En février dernier, Finbarr O’Reilly a remporté le premier prix du World Press Photo 2005. Tenu annuellement, ce concours dresse une vue d’ensemble de ce qui se fait de mieux en photo de presse sur la planète. Cette année seulement, 4 448 photographes de 122 pays ont soumis 83 044 photographies. Le cliché couleur de O’Reilley montre les minces doigts d’un bébé pressés contre les lèvres de sa mère dans une clinique d’urgence au Niger. Suite à une dévastatrice nuée de sauterelles doublée de la pire sécheresse qu’ait connue la région en plusieurs décennies, des millions de personnes se sont retrouvées à court de nourriture. De passage à Montréal pour le WPP 2006, il nous a accordé une entrevue.
Racontez-nous l’histoire de cette photo.
"Je couvrais la situation de famine au Niger l’an passé au moment du sommet du G8 en Écosse et des concerts Live 8 dans les grandes capitales du monde; chacun de ces événements avait comme but de porter l’attention sur la pauvreté en Afrique.
Il y avait beaucoup de couverture médiatique sur les politiciens occidentaux et sur les célébrités présentes, mais peu sur les Africains eux-mêmes. Des milliards de dollars ont été promis pour éponger les dettes et pour aider à résorber la situation, mais en attendant, des milliers d’enfants étaient en train de mourir de faim alors que quelques sous de nourriture seulement peuvent sauver une vie dans l’immédiat.
La photo a été prise dans un centre alimentaire d’urgence de l’association humanitaire Médecins Sans-Frontières. J’ai eu un empoisonnement alimentaire et j’étais très malade le jour où la photo a été prise. J’ai passé un long moment à la clinique, souvent à me reposer sur une chaise et à observer les mères avec leurs enfants; cela m’a donné un temps supplémentaire pour regarder davantage les détails des choses."
Où avez-vous grandi? Parlez-nous du parcours qui vous a mené au photojournalisme?
"J’ai grandi à Vancouver, mais il y avait cet oncle à Londres, qui m’a doucement amené vers la photographie en m’apprenant comment regarder les choses ordinaires d’une manière différente. J’ai commencé ma carrière journalistique comme rédacteur au Canada, et puis pour Reuters au Congo et au Rwanda. La transition à la photographie s’est vraiment faite lorsque j’ai passé un mois à travailler à Darfour (est du Soudan) à la fin de 2004. J’ai été envoyé à titre de correspondant écrit, mais on m’avait aussi donné une caméra et un téléphone satellite en me demandant d’envoyer autant d’images que possible. Darfour est un endroit d’une grande puissance visuelle, alors j’essayais d’expliquer les événements en images aussi bien qu’en mots. J’ai cependant remarqué que mes photos jouissaient d’une plus grande exposition internationale que les rapports que j’écrivais.

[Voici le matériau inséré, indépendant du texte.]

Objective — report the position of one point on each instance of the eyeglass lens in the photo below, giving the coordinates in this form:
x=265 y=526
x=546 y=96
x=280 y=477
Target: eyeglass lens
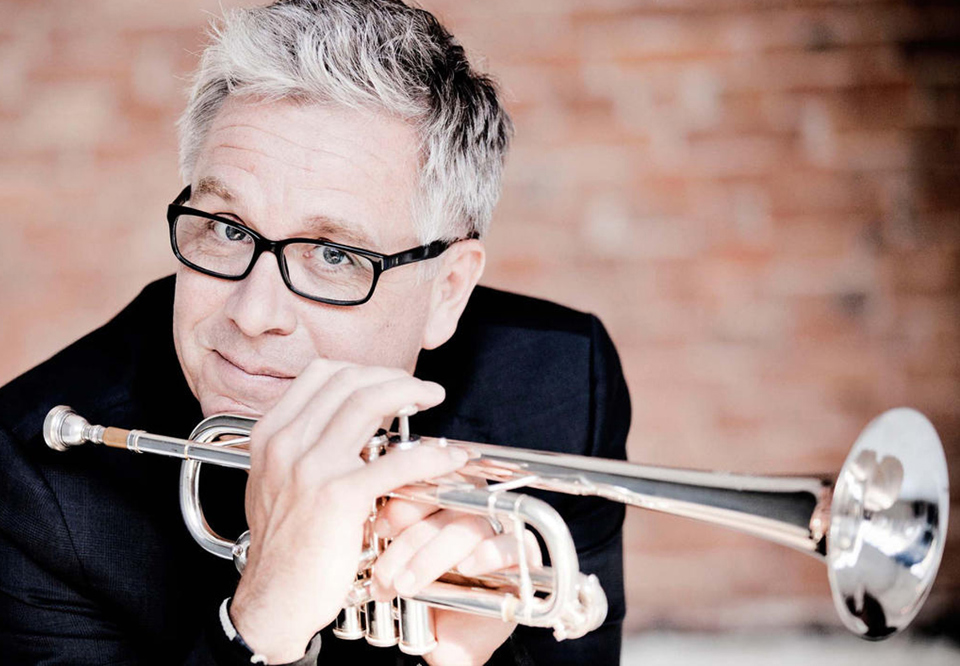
x=314 y=269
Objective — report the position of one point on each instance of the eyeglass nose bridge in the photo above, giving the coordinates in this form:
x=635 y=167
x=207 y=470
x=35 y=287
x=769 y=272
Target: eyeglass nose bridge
x=263 y=245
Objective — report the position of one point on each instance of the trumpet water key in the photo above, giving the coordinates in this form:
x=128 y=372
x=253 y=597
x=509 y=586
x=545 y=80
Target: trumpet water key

Souvent, les événements qui se déroulent en Afrique sont très compliqués et plutôt difficiles à comprendre pour un public extérieur qui n’investit pas beaucoup de temps pour se renseigner en profondeur sur le sujet. Une photo peut avoir beaucoup plus d’impact immédiat et peut résonner chez les gens avec beaucoup plus de force et de rapidité que les mots. Heureusement, une image peut encourager les gens à lire sur une problématique pour mieux la comprendre."
Quelles sont vos principales préoccupations, motivations ou inspirations derrière le travail que vous faites?
"Je suis surtout intéressé à couvrir des histoires auxquelles les autres journalistes n’accordent pas beaucoup d’attention. J’ai moins d’intérêt pour le Moyen-Orient ou l’Iraq, par exemple, pas parce que ces endroits ont moins d’importance, mais parce qu’il y a tellement de blancs de couverture sur certains sujets auxquels je sens que je pourrais apporter un peu plus d’explications. Il y a des histoires formidables à raconter sur l’Afrique, pas seulement des récits de misère et de guerre. Et c’est ce que je cherche à faire.
J’essaie également d’éviter de présenter les Africains comme des victimes, mais plutôt comme des gens d’une grande force et d’une grande dignité, même s’ils vivent dans une des pires conditions du monde."
Comment choisissez-vous vos sujets? Comment savez-vous que vous êtes en
train de faire une photo vraiment forte?
"Toutes les photos ne peuvent pas être formidables. Je tente de raconter une histoire de la façon la plus intéressante et créative possible, alors je recherche toujours des visages dotés d’une grande expressivité et qui racontent à eux seuls une histoire."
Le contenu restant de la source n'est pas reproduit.